J. Rieger plans to expand distillery and revive a piece of KC history
J. Rieger & Co.’s multimillion dollar distillery expansion won’t debut in the East Bottoms until July 12.
But Thrillist has already put it on its short list of the “Best New Attractions in America in 2019.”
The website — which covers food, drink, travel and entertainment — said it “scoured the country for the latest and greatest attractions we’re most curious about: the restaurants, hotels, parks, museums and entertainment we’d hop on a plane to check out this summer.”
Some of the attractions are new, while some have been newly renovated — but Thrillist said they are all “changing the landscape” of their cities.
The J. Rieger production facility will be housed in the three-story historic Heim Brewery bottling building at 2700 Guinotte Ave., along with a much newer warehouse for a total of 60,000-square-feet.

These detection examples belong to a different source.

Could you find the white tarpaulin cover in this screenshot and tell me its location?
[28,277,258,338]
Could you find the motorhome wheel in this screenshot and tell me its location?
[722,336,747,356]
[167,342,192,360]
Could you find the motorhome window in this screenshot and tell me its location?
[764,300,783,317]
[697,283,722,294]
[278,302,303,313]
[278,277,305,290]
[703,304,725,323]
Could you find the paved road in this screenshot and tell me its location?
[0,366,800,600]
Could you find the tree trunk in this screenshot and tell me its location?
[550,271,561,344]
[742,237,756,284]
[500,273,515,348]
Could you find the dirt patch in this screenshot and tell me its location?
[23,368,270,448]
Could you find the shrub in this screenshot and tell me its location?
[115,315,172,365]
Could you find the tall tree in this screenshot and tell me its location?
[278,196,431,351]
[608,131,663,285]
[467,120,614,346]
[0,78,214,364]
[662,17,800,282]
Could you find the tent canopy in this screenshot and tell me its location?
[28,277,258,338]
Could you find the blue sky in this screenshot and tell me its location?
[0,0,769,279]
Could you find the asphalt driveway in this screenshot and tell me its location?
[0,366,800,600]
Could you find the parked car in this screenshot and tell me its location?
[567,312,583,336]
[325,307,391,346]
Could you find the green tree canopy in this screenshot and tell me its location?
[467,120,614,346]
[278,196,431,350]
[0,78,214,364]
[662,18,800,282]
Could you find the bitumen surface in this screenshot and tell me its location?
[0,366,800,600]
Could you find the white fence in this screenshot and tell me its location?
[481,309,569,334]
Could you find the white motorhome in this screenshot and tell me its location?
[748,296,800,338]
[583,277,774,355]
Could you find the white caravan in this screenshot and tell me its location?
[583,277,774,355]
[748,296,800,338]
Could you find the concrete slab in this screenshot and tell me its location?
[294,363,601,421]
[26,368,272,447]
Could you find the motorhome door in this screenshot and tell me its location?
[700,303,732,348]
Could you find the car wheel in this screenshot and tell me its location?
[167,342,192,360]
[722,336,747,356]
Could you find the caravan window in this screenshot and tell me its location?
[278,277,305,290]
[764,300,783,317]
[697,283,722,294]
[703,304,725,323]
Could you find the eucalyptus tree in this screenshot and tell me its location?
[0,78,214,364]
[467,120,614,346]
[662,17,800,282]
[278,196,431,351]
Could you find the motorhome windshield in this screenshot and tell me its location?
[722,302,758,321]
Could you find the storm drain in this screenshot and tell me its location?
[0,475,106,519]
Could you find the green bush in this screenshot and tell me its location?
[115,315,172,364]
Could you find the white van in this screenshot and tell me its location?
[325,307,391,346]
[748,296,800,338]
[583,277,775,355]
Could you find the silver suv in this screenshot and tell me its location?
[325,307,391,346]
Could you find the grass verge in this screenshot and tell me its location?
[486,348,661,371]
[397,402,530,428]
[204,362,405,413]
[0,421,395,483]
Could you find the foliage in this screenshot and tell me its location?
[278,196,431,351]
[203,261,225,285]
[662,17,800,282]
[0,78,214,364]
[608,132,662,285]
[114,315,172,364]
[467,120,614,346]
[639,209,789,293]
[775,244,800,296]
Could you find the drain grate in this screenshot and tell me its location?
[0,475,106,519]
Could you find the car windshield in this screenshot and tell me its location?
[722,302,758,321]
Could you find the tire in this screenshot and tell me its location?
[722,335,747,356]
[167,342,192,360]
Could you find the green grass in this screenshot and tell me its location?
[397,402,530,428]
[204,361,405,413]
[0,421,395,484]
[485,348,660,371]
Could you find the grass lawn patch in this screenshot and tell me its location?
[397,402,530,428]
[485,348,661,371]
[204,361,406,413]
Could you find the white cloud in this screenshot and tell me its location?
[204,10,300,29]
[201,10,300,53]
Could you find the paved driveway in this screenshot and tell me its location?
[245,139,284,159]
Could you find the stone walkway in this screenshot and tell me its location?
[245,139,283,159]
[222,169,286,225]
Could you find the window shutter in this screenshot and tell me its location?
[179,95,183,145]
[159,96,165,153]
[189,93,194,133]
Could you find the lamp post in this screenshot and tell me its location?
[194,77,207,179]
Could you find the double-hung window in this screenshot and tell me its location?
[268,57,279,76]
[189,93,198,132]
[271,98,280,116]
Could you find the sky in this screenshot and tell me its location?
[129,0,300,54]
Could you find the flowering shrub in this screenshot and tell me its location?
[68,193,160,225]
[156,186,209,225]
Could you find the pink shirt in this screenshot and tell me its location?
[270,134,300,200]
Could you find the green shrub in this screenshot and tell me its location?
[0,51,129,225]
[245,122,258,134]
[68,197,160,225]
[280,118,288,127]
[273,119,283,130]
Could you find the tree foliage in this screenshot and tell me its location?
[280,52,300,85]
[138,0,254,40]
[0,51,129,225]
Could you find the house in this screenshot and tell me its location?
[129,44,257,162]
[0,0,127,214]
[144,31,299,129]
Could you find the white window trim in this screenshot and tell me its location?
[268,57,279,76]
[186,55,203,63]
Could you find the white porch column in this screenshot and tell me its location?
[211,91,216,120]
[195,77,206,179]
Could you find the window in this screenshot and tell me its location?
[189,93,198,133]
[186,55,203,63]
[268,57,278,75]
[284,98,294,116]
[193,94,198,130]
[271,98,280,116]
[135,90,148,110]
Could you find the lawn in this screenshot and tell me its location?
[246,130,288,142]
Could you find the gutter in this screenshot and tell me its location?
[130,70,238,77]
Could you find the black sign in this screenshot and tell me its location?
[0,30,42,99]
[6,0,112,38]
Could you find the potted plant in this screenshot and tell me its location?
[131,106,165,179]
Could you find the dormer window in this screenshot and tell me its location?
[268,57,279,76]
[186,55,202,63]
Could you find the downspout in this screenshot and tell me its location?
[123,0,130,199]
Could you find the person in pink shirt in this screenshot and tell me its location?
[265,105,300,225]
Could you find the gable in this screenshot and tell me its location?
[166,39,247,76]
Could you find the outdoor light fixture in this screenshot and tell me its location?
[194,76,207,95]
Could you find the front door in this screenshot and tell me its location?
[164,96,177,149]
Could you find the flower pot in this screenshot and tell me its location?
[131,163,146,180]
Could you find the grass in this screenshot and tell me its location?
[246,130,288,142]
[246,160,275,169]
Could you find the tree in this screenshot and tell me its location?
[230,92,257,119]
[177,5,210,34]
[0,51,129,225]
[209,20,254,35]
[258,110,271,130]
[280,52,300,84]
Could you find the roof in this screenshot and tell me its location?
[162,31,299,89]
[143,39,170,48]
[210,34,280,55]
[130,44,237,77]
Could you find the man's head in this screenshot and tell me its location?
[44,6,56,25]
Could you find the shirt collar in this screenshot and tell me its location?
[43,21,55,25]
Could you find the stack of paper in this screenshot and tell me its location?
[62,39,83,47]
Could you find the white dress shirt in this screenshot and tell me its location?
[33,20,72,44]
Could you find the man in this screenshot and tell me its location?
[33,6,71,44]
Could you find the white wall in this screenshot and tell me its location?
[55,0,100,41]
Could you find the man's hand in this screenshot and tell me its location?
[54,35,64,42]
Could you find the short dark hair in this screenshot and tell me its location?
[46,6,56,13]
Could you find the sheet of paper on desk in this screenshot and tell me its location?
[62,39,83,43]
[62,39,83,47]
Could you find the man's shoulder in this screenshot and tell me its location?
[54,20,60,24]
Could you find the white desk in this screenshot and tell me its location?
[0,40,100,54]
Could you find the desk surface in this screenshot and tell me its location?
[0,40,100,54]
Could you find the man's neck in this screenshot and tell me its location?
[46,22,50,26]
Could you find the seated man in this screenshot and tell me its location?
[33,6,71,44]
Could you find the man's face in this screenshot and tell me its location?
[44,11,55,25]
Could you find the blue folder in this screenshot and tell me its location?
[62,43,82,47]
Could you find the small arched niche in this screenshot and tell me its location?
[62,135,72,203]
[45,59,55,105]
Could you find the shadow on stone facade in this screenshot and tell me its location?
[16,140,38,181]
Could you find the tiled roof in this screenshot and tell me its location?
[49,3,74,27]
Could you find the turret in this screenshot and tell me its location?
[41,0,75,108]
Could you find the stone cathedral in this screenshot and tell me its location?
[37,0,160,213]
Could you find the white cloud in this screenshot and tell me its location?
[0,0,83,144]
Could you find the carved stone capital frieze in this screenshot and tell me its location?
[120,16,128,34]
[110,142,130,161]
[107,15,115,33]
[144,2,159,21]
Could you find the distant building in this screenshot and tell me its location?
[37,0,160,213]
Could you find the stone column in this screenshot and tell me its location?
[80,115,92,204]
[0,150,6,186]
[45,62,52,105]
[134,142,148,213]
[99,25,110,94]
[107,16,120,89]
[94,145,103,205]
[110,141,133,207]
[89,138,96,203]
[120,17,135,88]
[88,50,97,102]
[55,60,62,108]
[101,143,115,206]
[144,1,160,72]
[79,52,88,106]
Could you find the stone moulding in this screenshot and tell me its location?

The East Bottoms area was once home to Electric Park with a roller coaster, curated gardens, theater and nightly fireworks. Heim piped its beer through underground lines to taps that directly served patrons.

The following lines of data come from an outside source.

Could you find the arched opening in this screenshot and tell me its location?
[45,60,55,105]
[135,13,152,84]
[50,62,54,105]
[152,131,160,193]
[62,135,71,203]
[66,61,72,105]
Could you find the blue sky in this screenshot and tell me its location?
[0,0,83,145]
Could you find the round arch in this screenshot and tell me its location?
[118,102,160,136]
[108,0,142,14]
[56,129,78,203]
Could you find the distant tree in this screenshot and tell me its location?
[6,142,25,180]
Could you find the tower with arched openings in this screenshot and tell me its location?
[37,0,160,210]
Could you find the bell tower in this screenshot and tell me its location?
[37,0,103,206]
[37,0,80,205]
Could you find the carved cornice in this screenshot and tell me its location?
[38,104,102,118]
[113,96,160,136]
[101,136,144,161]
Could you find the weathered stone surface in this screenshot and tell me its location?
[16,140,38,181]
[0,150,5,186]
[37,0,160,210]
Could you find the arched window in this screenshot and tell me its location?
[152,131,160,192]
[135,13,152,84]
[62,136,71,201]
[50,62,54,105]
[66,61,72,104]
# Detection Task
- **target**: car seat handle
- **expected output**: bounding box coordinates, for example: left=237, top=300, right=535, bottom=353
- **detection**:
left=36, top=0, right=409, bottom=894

The J. Rieger operation will include six stills, five 2,500-gallon fermenters, and one 3,875-gallon beer well — behind glass walls so customers can see the process. There also will be tours and tastings.

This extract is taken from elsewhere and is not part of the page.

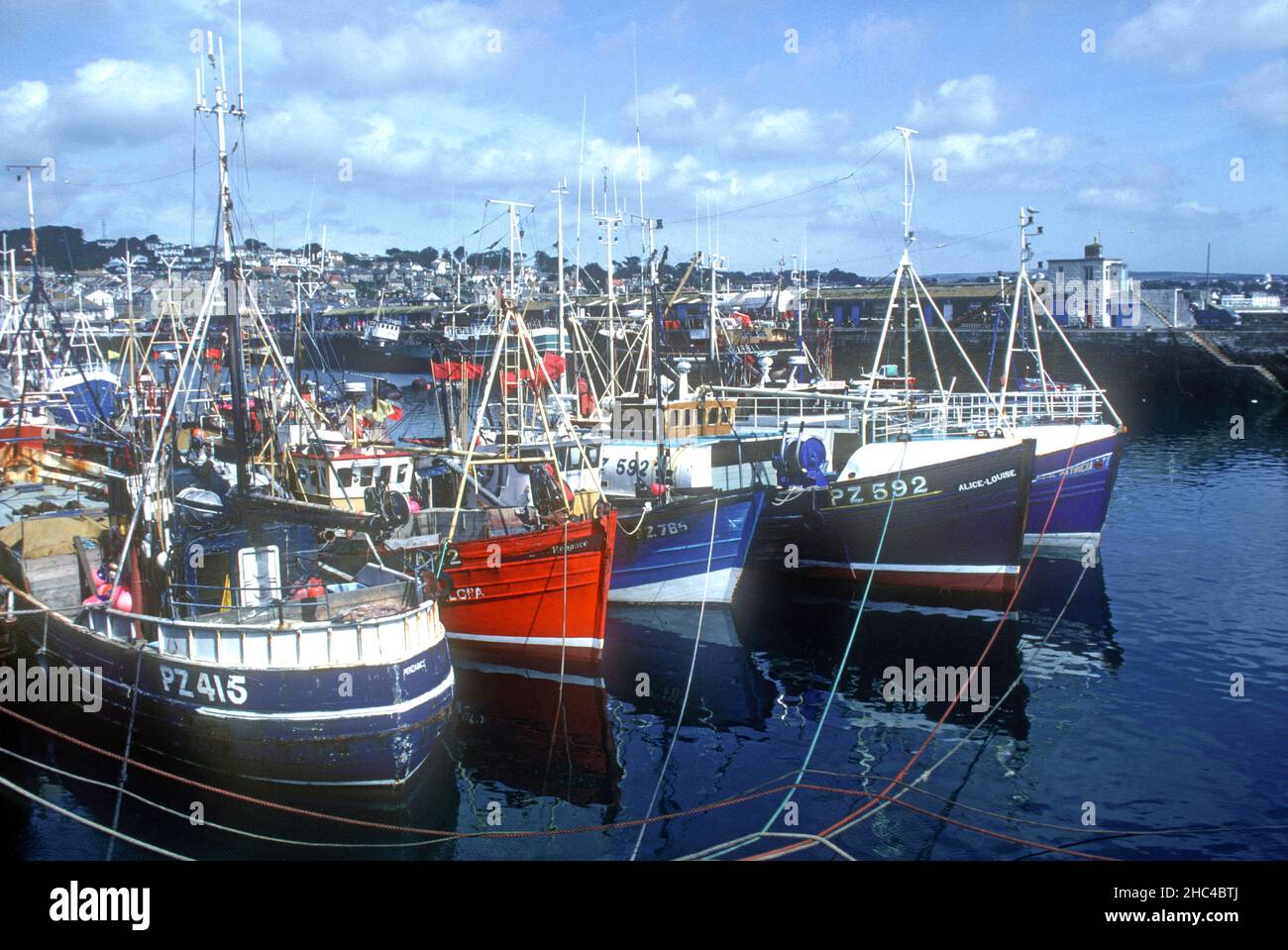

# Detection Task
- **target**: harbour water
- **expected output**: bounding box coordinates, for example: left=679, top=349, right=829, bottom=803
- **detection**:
left=0, top=377, right=1288, bottom=860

But that’s not all: Throw in two bar areas; an interactive historic exhibit on Kansas City, the Electric Park area, Heim Brewery and J. Rieger; and a 40-foot slide to carry customers between floors, as well as a gift shop.
Customers will be able to “hand fill” their own bottles of whiskey.
The owners hope it will spur more redevelopment in the East Bottoms.
Thrillist says: “If Kansas City isn’t at the top of your travel list this summer, you might want (to) reconsider — if not for the fantastic BBQ and nightlife, then for this ambitious new distillery experience ...”
Thrillist listed 13 sites on its 2019 best attractions list, including Tulsa’s $465 million Gathering Place park, the TWA Hotel at John F. Kennedy International Airport in New York, and even the Gateway Arch National Park in St. Louis, which debuted a $380 million makeover in 2018.